To make it clear, there is no suggestion Pezzullo has acted corruptly or illegally, a point made by the Nine newspapers. Rather it is his communications with Scott Briggs, the Liberal Party member, about political matters, including who his preferred minister might be, his critique of media performances by ministers, and his vigorous chiding of journalists, which is in issue here.

It is hard to see how Pezzullo’s extraordinary volume of text messages on these issues, could be seen to be anything other than a serious breach of those values. Even a cursory reading of the text messages demonstrates that they contain content no public servant should contemplate writing.

Of course at the moment the ‘evidence’ against Pezzullo is what is reported in the Nine newspapers.

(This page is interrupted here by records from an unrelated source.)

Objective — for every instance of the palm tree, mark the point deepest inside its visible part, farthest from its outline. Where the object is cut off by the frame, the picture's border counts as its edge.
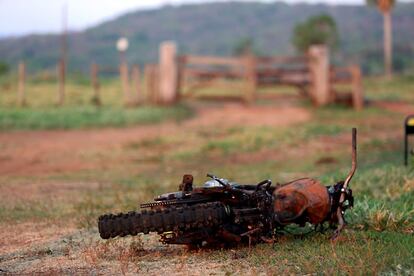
(385, 7)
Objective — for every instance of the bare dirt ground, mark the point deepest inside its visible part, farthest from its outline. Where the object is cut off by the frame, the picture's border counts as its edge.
(40, 153)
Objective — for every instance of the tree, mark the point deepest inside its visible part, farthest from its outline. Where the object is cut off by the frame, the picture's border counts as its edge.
(320, 29)
(385, 7)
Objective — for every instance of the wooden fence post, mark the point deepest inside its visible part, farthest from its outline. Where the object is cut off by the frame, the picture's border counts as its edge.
(95, 84)
(152, 83)
(61, 72)
(319, 69)
(250, 78)
(357, 95)
(21, 93)
(136, 83)
(168, 72)
(124, 75)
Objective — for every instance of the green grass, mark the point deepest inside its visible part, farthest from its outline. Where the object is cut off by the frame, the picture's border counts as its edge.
(87, 117)
(379, 238)
(78, 111)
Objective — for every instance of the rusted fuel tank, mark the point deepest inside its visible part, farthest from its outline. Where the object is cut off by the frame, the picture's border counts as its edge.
(300, 201)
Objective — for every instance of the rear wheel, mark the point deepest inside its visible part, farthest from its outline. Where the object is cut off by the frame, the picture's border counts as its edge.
(169, 218)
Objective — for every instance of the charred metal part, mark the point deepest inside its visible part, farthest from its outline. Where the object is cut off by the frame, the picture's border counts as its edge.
(187, 184)
(224, 213)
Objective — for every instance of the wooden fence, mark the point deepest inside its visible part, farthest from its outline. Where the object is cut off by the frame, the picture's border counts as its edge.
(177, 77)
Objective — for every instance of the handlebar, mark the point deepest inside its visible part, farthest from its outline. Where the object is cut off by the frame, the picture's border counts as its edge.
(215, 178)
(266, 182)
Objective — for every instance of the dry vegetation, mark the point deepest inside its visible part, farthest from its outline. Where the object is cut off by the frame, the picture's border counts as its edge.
(55, 183)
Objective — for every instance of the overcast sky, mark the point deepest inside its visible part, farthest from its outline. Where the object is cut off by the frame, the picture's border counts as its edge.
(18, 17)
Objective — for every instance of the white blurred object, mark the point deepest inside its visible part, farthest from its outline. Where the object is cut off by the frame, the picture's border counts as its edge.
(122, 44)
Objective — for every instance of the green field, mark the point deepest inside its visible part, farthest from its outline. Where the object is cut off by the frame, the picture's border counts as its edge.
(379, 238)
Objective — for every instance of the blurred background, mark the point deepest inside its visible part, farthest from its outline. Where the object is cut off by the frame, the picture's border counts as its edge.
(106, 104)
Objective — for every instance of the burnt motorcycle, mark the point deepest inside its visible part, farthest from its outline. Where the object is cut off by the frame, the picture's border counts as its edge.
(228, 213)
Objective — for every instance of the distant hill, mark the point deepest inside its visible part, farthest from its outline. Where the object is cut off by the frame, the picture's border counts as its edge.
(217, 28)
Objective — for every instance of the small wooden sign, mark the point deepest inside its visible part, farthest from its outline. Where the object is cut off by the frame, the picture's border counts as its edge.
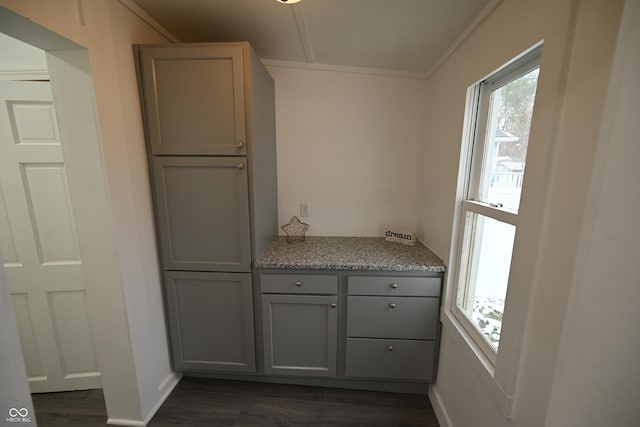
(400, 236)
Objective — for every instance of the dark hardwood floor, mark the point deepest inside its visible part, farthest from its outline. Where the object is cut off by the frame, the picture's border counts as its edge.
(205, 402)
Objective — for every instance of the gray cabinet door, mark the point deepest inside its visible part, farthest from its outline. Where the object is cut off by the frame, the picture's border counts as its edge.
(194, 99)
(203, 213)
(211, 321)
(300, 334)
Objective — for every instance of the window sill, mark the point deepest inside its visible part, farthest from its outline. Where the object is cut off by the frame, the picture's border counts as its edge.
(478, 363)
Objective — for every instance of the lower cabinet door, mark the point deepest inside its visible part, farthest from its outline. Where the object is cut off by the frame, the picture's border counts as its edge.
(411, 360)
(211, 321)
(300, 334)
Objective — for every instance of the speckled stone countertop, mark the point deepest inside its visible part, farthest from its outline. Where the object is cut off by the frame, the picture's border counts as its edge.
(349, 253)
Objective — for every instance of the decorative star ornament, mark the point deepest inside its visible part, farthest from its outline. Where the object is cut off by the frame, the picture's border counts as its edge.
(295, 229)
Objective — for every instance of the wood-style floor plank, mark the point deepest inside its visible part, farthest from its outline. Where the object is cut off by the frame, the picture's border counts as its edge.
(198, 402)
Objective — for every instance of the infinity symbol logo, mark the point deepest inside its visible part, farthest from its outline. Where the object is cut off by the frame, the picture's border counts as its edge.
(22, 412)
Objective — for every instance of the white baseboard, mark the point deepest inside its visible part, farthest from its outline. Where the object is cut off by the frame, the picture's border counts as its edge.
(165, 388)
(123, 422)
(438, 408)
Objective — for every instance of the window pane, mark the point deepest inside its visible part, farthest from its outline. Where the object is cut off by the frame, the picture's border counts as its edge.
(486, 260)
(509, 121)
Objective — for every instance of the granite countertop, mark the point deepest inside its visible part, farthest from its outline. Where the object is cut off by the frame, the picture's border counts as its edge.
(349, 253)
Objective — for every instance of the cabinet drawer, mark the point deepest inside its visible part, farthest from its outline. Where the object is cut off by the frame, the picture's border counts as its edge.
(392, 317)
(395, 359)
(298, 284)
(398, 286)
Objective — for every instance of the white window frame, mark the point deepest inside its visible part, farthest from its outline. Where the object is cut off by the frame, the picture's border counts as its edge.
(472, 161)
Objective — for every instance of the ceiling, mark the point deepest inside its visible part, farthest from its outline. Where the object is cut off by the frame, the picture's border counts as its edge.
(406, 35)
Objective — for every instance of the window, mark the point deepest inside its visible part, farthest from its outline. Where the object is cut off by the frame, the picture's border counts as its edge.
(501, 112)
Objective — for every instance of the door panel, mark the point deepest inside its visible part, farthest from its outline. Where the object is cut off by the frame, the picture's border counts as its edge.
(39, 246)
(203, 213)
(300, 334)
(194, 99)
(50, 212)
(211, 320)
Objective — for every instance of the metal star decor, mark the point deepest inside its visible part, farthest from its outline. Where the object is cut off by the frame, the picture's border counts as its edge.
(295, 230)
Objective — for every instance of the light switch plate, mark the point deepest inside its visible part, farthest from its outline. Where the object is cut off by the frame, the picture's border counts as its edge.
(304, 210)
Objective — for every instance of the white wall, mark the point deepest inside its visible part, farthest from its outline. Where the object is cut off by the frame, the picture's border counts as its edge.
(348, 145)
(14, 390)
(125, 301)
(19, 56)
(579, 38)
(598, 375)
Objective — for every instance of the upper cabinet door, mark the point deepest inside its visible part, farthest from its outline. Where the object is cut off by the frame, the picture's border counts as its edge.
(203, 213)
(194, 100)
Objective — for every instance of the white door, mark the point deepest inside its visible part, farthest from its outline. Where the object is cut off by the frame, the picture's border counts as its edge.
(38, 243)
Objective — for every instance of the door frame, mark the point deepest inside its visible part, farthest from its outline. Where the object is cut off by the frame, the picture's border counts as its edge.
(74, 98)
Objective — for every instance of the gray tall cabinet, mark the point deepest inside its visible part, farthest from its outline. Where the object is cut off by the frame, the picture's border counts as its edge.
(210, 127)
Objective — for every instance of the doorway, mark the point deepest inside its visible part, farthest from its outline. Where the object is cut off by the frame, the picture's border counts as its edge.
(42, 201)
(38, 243)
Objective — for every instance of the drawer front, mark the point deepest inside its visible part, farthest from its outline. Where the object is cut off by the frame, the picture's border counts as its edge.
(392, 359)
(298, 284)
(392, 317)
(398, 286)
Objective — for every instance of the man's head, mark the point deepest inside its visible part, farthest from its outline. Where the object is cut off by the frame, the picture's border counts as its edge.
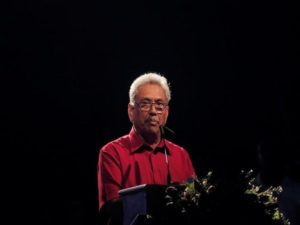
(148, 109)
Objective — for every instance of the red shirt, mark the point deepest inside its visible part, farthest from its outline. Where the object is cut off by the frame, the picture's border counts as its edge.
(128, 161)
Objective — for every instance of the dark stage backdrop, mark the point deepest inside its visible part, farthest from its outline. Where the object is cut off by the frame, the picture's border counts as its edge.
(66, 68)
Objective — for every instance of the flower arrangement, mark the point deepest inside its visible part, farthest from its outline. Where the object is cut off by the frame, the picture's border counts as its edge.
(236, 201)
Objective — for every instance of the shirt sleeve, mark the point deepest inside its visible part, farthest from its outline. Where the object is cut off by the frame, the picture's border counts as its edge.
(190, 170)
(108, 174)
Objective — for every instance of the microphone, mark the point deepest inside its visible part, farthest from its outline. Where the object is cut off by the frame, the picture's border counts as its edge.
(163, 135)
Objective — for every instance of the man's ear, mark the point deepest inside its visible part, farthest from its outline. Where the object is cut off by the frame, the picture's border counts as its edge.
(130, 109)
(166, 116)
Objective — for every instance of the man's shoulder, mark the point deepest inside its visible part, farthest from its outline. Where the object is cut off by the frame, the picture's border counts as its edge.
(122, 141)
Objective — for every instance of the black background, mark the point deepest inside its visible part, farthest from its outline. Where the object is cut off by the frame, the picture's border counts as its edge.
(67, 67)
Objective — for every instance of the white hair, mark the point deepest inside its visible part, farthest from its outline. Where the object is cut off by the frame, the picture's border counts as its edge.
(149, 78)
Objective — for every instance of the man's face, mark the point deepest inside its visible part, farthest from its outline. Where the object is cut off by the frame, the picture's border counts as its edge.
(150, 110)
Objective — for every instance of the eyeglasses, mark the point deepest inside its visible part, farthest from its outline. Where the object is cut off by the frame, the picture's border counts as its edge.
(145, 106)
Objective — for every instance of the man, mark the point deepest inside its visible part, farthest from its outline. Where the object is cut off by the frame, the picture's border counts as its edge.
(143, 156)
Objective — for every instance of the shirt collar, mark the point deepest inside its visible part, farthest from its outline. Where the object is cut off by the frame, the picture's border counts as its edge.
(137, 143)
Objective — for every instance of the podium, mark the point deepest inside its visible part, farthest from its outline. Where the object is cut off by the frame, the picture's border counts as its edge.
(141, 201)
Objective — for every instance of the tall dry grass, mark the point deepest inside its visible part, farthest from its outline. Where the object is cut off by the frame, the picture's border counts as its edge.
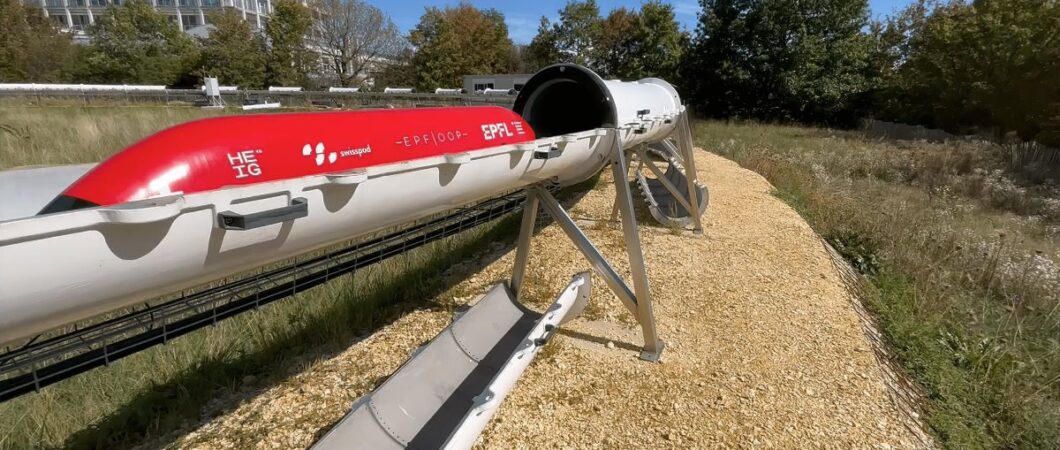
(963, 257)
(68, 135)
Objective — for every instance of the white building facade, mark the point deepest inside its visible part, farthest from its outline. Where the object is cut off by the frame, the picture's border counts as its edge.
(75, 16)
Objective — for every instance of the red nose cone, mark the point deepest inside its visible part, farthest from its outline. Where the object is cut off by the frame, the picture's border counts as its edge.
(232, 150)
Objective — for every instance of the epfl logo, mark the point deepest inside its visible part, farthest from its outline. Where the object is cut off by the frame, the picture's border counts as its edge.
(307, 150)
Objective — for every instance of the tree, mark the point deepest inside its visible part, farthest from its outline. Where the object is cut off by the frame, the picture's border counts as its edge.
(625, 43)
(664, 43)
(233, 53)
(354, 36)
(398, 72)
(634, 45)
(288, 59)
(31, 48)
(135, 43)
(779, 59)
(617, 47)
(988, 64)
(570, 39)
(457, 41)
(543, 50)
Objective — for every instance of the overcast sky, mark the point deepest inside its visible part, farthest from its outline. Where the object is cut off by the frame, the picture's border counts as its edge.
(524, 15)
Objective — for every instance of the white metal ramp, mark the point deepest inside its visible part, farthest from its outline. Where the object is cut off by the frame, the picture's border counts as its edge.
(444, 395)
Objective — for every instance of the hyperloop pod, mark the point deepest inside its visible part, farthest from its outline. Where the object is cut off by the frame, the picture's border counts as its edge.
(211, 198)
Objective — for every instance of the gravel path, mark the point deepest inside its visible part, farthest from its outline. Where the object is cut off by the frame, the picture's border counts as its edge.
(764, 349)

But presumably the text messages were sent and received on Pezzullo’s Department issued phone and he will have to hand them over to the inquiry.

The other issue is whether Pezzullo could possibly argue that his communications are protected by the implied right to political communication, a right which has emerged and been affirmed in a number of High Court cases since the mid-1990s. The answer is no.

In 2019, the High Court considered this argument, ironically in a case involving a public servant who had taken to social media to criticise (justifiably one might add) the inhumanity of Australia’s policies and practices in respect of asylum seekers. In that decision, Comcare v Banerji, the Court took the view that while the Code of Conduct, to use Justice Edelman’s phrase, “casts a powerful chill over political communication”, that burden was justified because, as the Court said, “[t]here can be no doubt that the maintenance and protection of an apolitical and professional public service is a significant purpose consistent with the system of representative and responsible government mandated by the Constitution.”

And that is what is at stake here. As Andrew Podger, a former Commonwealth agency head put it in 2019; “Balancing responsiveness to the elected government and exercising the independence inherent in being professional, impartial and non-partisan, in serving the public and the Parliament as well as the Government, is not new: it is a perennial challenge.” Perhaps the Pezzullo case is a line in the sand moment, where the Public Service Act and the High Court’s affirmation of the need for an apolitical public service, are taken more seriously than has been in the case in recent years.